Matthew Rozsa discusses the importance of championing free speech, even when you find it offensive.
Once upon a time, I was a Republican.
It was only a few years after the September 11th terrorist attacks and, despite my reservations about the war in Iraq, I believed that maintaining a strong national security apparatus was America’s foremost priority. Because I bought the Bush administration’s line of bull that Democrats were isolationist and anti-military, I registered as a Republican on my 18th birthday. It wasn’t until I had a series of thought-provoking conversations with various professors and students at Bard College (my alma mater) – as well as conducted research that was both class-assigned and independent – that I gradually changed my tune.
This brings me to the problem with the liberal activists at Wesleyan University.
After a staff editor at the college’s main newspaper wrote a piece criticizing the #BlackLivesMatter movement, a petition has circulated to strip the journal of its school funding. The activists have also pledged to boycott the newspaper, demanded that its staff become diverse, and begun chucking copies of the paper into trash cans whenever it’s distributed throughout the campus. When school president Michael S. Roth published a statement pointed out that “debates can raise intense emotions, but that doesn’t mean that we should demand ideological conformity because people are made uncomfortable,” a protester at a student assembly meeting denounced his position as “disgusting.”
Since plenty of media outlets have talked about the vital importance of free speech to both our democratic society and our education system, I’m going to set those arguments aside and instead make an equally important point that often gets overlooked: If you want to persuade people, you must do so by listening to and engaging with them.
When I was a Republican at Bard College (which the Princeton Review had labeled as one of the most left-wing schools in the country), there were plenty of students who harassed me for my beliefs. Usually I just ignored them, but when they did get to me, my reaction was never to think, “Well, if this many people hate me, I must be wrong.” Instead my emotional instinct was to go on the defensive – to double-down on my opinions, regardless of the facts behind them, if for no other reason than to spite the people who were making my life so hellish. If anything, their viciousness made me more certain that I was correct, not less so. Nothing fortifies certainty like a strong sense of martyrdom.
This didn’t mean my opinions were correct, of course. Similarly, if you take the time to read “Why Black Lives Matter Isn’t What You Think” (the Wesleyan op-ed that started it all), prepare to be bombarded by some of the most insultingly flawed logic and inaccurate information you’ll ever see in a respected college newspaper. It starts off with a ridiculous analogy (comparing a rare act of violence by a #BlackLivesMatter activist with the regular violence inflicted by police officers against racial minorities), accuses social justice advocates of “creat[ing] the conditions for these individuals [rioters and looters] to exploit for their own personal gain,” and claims liberals want to lump good cops in with the bad ones.

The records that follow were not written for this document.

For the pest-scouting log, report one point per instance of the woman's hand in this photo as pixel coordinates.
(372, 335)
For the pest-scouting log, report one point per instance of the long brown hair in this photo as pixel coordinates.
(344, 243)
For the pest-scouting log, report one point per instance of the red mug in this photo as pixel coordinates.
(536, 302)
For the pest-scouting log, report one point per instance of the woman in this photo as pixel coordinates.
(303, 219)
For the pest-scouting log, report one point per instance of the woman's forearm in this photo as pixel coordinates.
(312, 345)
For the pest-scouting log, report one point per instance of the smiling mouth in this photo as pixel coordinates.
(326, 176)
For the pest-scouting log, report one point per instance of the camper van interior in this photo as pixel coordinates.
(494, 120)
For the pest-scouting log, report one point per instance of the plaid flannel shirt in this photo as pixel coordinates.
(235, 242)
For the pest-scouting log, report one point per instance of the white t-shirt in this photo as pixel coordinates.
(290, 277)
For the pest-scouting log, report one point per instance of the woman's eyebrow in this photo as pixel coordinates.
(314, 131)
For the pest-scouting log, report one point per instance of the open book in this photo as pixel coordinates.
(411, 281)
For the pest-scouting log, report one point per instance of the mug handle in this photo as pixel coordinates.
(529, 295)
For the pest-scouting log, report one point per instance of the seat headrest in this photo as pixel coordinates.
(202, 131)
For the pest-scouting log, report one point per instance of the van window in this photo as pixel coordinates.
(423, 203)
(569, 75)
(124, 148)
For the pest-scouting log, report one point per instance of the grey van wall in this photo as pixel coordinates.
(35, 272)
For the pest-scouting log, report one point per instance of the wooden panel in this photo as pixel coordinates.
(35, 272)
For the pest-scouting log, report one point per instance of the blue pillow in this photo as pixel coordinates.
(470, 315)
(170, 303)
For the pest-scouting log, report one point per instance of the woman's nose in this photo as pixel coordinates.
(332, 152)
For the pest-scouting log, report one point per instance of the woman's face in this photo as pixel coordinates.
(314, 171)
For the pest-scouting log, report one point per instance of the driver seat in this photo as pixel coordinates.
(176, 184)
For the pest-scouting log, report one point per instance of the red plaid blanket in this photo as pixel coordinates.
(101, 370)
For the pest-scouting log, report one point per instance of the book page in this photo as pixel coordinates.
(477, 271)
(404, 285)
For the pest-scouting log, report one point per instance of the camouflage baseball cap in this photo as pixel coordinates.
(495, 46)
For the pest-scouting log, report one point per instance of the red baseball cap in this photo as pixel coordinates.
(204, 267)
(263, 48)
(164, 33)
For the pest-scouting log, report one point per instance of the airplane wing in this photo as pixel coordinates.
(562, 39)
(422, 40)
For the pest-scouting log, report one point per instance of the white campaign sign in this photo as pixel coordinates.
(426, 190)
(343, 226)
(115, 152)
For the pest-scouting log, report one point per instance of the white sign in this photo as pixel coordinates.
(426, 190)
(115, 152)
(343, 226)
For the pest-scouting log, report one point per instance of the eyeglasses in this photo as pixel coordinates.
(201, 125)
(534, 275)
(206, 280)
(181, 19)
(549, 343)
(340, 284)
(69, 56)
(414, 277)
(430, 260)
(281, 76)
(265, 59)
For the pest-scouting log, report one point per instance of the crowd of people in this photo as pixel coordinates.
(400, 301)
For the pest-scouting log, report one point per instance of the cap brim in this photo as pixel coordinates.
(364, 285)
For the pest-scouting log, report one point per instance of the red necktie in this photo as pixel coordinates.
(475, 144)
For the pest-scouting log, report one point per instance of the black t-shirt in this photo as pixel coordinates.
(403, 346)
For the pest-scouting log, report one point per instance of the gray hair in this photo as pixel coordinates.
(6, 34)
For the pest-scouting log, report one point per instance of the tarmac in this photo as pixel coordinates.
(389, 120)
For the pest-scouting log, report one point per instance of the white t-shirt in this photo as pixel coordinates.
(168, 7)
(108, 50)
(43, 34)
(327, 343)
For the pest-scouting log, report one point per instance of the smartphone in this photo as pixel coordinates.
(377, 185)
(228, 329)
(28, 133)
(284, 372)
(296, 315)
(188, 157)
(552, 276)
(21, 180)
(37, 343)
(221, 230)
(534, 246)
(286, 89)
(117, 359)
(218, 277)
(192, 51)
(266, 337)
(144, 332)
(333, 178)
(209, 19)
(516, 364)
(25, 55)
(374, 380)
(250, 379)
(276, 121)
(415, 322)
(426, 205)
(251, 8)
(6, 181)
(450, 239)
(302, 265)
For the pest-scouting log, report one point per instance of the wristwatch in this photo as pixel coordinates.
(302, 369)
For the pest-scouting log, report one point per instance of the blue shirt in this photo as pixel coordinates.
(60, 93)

This isn’t a comprehensive deconstruction of everything wrong with that article (that would require an entire op-ed of its own), but you probably get the gist of it here. Its author, Bryan Stascavage, may or may not be a racist, but he has no qualms about over-simplifying the views of racial minorities. His argument is loathsome, through and through.
It doesn’t directly threaten anyone, however, and when it comes to questions of censorship, that’s really the only point that matters. Yes, his reasoning is flawed and offensive, but insisting that having objectionable opinions violates the “safe space” needed for other students is just plain asinine. No matter where you go in life, you will inevitably encounter people whose views not only differ from your own, but make your blood boil in rage. If that reality makes you feel “unsafe,” then your best bet is to avoid any kind of discussion on controversial subjects.
On the other hand, if you want to effectively combat offensive views, you need to do so by presenting a calm and reasonable counterargument of your own. Even though you may not change the perspective of the initial perpetrators (Stascavage, for example, does not seem like someone open to persuasion), you can influence and enlighten others who may have been leaning in one direction on a certain issue but will now be more inclined to feel another way. In my case, even though I was turned off by the rude and confrontational behavior of some of Bard’s more vociferous liberal activists, I was intrigued by the logic found in many of my course readings, classroom discussions, and talks with other students. They convinced me to become more liberal on foreign policy (my big reason for being conservative in the first place), and because I’d always held left-wing views on economic and social topics, that proved to be enough.
This is no doubt a main reason why the director of the Student Press Law Center, Frank LoMonte, observed to U.S News & World Report, “It is worrisome when you see students wanting to silence disagreeable opinions.” By attempting to shut down debate and punish dissenters, they undermine their ability to change minds instead of enhancing it. In the process they not only embarrass themselves, but betray the very values that they ostensibly wish to advance. If their goal is to advance the cause of liberalism, they will have no qualms about allowing noxious ideas to enter the public sphere and then combating them with human decency and common sense. By instead trying to purge their campus of any objectionable content, they not only give the bad ideas a moral high ground that they frankly don’t deserve, but diminish their chances of convincing others of seeing reason.
Their cause, and our campuses, deserve better.